I am trying to get started with using data sets larger than my GPU memory but one problem I am running into atm is that I cannot reduce the batchsize as BcolzArrayIterator complains: batch_size needs to be a multiple of X.chunklen

Is there a way to reduce the chunklen of a bcolz carray?

Thanks!

gai · July 16, 2017, 9:43am

It’s very simple:

arr_hr_16 = bcolz.carray(arr_hr, expectedlen=16)
arr_lr_16 = bcolz.carray(arr_lr, expectedlen=16)

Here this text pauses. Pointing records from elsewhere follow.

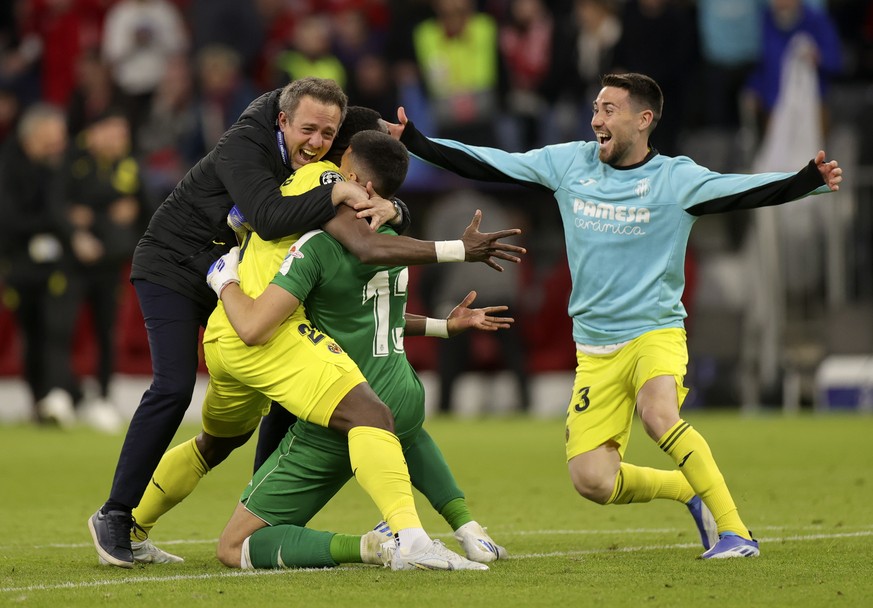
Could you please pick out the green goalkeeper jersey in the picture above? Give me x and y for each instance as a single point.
(362, 308)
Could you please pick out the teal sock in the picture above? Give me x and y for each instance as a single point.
(290, 546)
(345, 548)
(456, 513)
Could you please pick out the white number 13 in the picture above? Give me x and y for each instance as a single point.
(380, 291)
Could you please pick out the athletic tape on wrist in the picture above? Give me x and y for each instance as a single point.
(437, 328)
(450, 251)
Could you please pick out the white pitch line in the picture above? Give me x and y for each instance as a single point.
(503, 533)
(239, 573)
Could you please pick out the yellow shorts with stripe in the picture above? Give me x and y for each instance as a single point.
(300, 368)
(605, 390)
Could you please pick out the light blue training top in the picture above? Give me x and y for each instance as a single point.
(626, 230)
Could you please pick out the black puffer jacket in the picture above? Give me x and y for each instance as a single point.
(189, 230)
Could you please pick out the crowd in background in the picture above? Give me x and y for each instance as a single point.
(143, 88)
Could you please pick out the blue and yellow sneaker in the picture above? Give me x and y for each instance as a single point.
(705, 522)
(731, 545)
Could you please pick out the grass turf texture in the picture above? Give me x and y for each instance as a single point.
(804, 485)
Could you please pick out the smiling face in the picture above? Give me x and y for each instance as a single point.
(310, 131)
(620, 128)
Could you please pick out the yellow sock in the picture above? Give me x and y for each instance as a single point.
(378, 464)
(643, 484)
(692, 455)
(178, 473)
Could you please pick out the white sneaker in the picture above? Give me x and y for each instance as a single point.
(477, 545)
(57, 407)
(101, 415)
(376, 549)
(145, 552)
(434, 556)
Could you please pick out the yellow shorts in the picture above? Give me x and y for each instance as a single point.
(606, 386)
(300, 368)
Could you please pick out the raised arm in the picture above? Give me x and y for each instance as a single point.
(254, 319)
(387, 250)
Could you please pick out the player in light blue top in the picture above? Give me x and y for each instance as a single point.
(627, 213)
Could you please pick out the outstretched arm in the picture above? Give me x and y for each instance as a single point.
(386, 250)
(254, 319)
(459, 320)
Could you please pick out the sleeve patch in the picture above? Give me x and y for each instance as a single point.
(331, 177)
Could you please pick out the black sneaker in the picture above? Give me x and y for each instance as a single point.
(111, 534)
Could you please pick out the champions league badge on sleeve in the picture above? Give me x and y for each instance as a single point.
(331, 177)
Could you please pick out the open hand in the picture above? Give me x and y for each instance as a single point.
(463, 317)
(483, 246)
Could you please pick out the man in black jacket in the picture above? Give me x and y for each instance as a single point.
(279, 133)
(187, 233)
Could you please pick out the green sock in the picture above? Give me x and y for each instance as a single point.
(288, 546)
(456, 513)
(345, 548)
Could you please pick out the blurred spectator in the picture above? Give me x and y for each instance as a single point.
(781, 22)
(9, 110)
(93, 94)
(658, 39)
(224, 91)
(139, 38)
(310, 53)
(526, 50)
(583, 52)
(53, 33)
(36, 261)
(100, 188)
(372, 86)
(354, 37)
(228, 23)
(278, 19)
(444, 285)
(170, 141)
(730, 44)
(359, 46)
(457, 57)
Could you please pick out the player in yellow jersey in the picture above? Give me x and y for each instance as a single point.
(309, 374)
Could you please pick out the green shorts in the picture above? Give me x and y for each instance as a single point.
(295, 482)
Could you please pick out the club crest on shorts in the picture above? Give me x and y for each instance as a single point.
(331, 177)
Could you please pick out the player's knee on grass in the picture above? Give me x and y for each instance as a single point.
(361, 407)
(228, 550)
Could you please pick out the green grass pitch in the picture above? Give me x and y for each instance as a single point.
(804, 485)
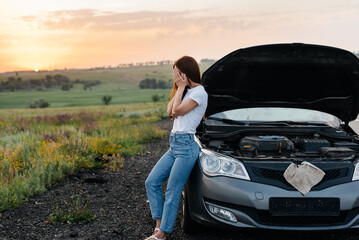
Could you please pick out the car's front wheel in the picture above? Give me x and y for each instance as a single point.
(187, 223)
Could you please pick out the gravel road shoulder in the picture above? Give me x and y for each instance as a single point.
(119, 201)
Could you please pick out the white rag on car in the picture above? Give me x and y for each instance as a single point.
(303, 176)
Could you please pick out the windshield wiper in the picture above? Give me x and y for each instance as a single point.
(289, 123)
(276, 123)
(228, 121)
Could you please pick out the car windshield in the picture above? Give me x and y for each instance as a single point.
(279, 115)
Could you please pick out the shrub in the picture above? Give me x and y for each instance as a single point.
(155, 98)
(107, 99)
(39, 103)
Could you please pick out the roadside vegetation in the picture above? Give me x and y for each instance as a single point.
(86, 87)
(38, 147)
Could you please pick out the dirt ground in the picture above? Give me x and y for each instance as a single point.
(119, 201)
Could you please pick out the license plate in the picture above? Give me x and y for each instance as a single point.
(304, 206)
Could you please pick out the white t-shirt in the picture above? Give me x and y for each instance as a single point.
(190, 121)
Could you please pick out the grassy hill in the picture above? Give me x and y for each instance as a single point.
(120, 83)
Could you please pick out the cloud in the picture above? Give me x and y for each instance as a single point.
(163, 22)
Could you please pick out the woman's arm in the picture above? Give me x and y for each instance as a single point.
(178, 108)
(170, 106)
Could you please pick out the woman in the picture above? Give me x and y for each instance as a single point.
(188, 103)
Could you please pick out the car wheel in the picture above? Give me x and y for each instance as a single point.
(187, 223)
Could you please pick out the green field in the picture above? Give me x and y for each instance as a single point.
(120, 83)
(38, 147)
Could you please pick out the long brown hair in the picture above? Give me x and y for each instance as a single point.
(189, 66)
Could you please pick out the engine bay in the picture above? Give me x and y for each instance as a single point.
(278, 146)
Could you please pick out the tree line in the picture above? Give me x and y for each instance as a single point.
(152, 83)
(63, 82)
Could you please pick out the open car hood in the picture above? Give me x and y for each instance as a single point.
(285, 75)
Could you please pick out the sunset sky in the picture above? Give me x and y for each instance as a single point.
(88, 33)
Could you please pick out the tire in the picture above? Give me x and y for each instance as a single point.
(188, 224)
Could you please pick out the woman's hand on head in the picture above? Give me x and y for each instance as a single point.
(180, 79)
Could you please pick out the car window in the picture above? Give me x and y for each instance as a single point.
(279, 114)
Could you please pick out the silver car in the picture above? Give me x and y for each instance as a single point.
(270, 106)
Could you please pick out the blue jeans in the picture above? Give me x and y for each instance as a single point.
(176, 165)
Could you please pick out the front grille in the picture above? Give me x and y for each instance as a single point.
(265, 218)
(273, 175)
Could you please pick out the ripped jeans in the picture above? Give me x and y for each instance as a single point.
(176, 165)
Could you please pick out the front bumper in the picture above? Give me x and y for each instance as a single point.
(249, 202)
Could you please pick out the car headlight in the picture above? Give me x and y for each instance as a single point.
(215, 164)
(356, 171)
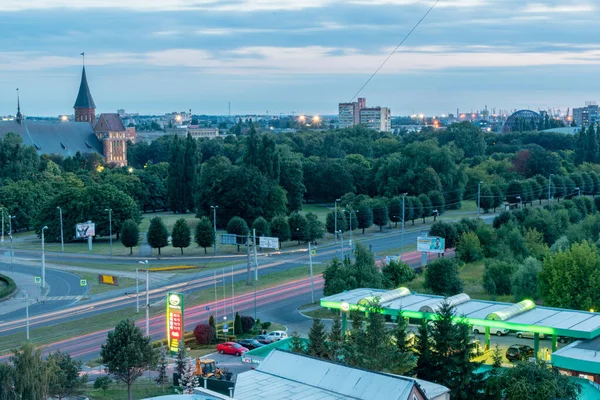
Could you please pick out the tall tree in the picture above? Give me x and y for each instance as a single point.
(204, 235)
(130, 234)
(127, 353)
(158, 236)
(181, 235)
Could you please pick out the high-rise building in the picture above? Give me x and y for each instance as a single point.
(377, 118)
(349, 113)
(586, 116)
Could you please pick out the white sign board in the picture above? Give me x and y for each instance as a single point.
(269, 243)
(431, 244)
(85, 229)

Not sure why arr_lr_16.chunklen returns 4, though

MPJ · July 16, 2017, 11:59am

Hey @gai,

I think you are confusing the expectedlen parameter with the chunklen parameter (both optional)
see: http://bcolz.readthedocs.io/en/latest/reference.html#the-carray-class

The expectedlen parameter helps the bcolz library to determine how many objects in your iterable to compress into one chunk where the chunlen paramter will set the ammount of objects that compress into the same chunk.

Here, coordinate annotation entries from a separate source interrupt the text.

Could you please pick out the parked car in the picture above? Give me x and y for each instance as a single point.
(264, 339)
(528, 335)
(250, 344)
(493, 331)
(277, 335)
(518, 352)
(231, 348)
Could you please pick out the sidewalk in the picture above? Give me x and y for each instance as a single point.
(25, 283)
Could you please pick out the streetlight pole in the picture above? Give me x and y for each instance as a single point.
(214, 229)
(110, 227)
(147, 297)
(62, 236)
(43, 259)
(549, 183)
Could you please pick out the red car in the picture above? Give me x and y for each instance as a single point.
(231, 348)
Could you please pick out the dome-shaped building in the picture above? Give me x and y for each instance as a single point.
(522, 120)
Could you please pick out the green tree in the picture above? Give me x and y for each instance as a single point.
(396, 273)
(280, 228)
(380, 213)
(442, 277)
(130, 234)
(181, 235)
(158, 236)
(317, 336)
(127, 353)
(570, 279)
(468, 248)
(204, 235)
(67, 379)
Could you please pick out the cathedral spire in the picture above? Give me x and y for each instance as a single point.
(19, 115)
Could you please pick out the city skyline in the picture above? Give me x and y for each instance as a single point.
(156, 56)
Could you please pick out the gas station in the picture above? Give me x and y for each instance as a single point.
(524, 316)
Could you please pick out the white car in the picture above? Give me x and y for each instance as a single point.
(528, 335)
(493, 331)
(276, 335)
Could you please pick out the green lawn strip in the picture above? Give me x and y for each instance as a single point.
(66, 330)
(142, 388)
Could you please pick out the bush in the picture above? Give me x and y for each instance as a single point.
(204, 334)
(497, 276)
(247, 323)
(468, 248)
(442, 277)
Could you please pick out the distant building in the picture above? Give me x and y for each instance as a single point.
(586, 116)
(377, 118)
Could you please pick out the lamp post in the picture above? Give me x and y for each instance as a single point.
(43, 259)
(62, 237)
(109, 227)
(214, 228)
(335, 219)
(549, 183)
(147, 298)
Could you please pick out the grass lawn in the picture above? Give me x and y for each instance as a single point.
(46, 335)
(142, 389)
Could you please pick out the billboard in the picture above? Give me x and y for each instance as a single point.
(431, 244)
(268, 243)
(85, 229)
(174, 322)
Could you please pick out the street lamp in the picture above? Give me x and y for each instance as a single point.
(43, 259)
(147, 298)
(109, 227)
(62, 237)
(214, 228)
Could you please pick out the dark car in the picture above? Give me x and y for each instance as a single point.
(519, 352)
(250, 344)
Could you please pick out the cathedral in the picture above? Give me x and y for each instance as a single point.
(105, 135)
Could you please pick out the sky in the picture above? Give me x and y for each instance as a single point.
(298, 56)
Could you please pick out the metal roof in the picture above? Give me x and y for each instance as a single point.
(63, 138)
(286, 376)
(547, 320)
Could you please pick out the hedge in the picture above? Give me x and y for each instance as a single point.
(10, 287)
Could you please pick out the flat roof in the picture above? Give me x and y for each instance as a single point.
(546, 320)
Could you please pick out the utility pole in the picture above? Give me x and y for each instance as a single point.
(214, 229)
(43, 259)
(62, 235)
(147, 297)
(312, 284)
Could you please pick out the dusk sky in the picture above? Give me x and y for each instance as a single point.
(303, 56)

For our purposes it is generally a good idea to make the chunklen the same or a multiple of the batchsize.

Good luck!

Borz · September 2, 2017, 7:30pm

I get an error when trying to train on carrays with resized chunk length. For some reason the computer’s not seeing the same number of inputs and labels, even though the low and hi-res arrays contain the same number of elements (19349, 72, 72, 3) and (19439, 288, 288, 3)

Going along with the code in neural-sr, I change arr_lr (& _hr) to arr_lr_c6 (specifying a chunklen of 6) via:

arr_lr_c6 = bcolz.carray(arr_lr, chunklen=6, rootdir=path+'trn_resized_72_c6.bc') arr_lr_c6.flush()

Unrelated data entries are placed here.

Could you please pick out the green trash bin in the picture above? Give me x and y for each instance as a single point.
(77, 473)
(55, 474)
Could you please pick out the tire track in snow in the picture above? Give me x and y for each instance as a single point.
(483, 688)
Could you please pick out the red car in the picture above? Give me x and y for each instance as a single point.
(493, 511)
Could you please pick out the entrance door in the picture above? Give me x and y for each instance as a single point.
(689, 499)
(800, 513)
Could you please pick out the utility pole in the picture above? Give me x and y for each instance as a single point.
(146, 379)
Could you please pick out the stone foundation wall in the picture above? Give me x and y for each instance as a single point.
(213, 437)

and updating all mentions of arr_lr to arr_lr_c6. When I get to running train(..) I run:

%time train(6, 3240)

I get:

ValueError

–traceback–

ValueError: Input arrays should have the same number of samples as target arrays. Found 5 input samples and 6 target samples.

This is triggered in the traceback:
/home/wnixalo/miniconda3/envs/FAI3/lib/python3.6/site-packages/keras/engine/training.py in check_array_lengths(inputs, targets, weights) 191 'the same number of samples as target arrays. ' 192 'Found ' + str(list(set_x)[0]) + ' input samples ' --> 193 'and ' + str(list(set_y)[0]) + ' target samples.') 194 if list(set_x)[0] != list(set_w)[0]: 195 raise ValueError('Sample_weight arrays should have '

slight stream of conscious:

So, the number of elements of arr_lr_c6 and arr_hr_c6 are the same (19439), the chunklen is 6 for both… I’m wondering if it could be the number of iterations? J.Howard has it set to 18,000, but I don’t know what trn_resized_72_r.bc (with the _r suffix) really contains: it is larger than trn_resized_72.bc:

trn_resized_72.bc contains 19,439 images, but trn_resized_72_r.bc is at least 62277 * 16 = 996,432

Not knowing how 18,000 iterations fits into this, I tried 19439//6 = 3240 and got the error (thought being: 1 for each full multiple of batch size, + 1 more for remainder), so now I’m running with as train(6, 3239), and we’ll see how that runs…

Update:

Yes, it finally worked.

>>> %time train(6, 3239)

out:
CPU times: user 38min 23s, sys: 28min 45s, total: 1h 7min 8s Wall time: 1h 37min 6s

But… am I just throwing away the last 5 or 6 images in the array when I do this?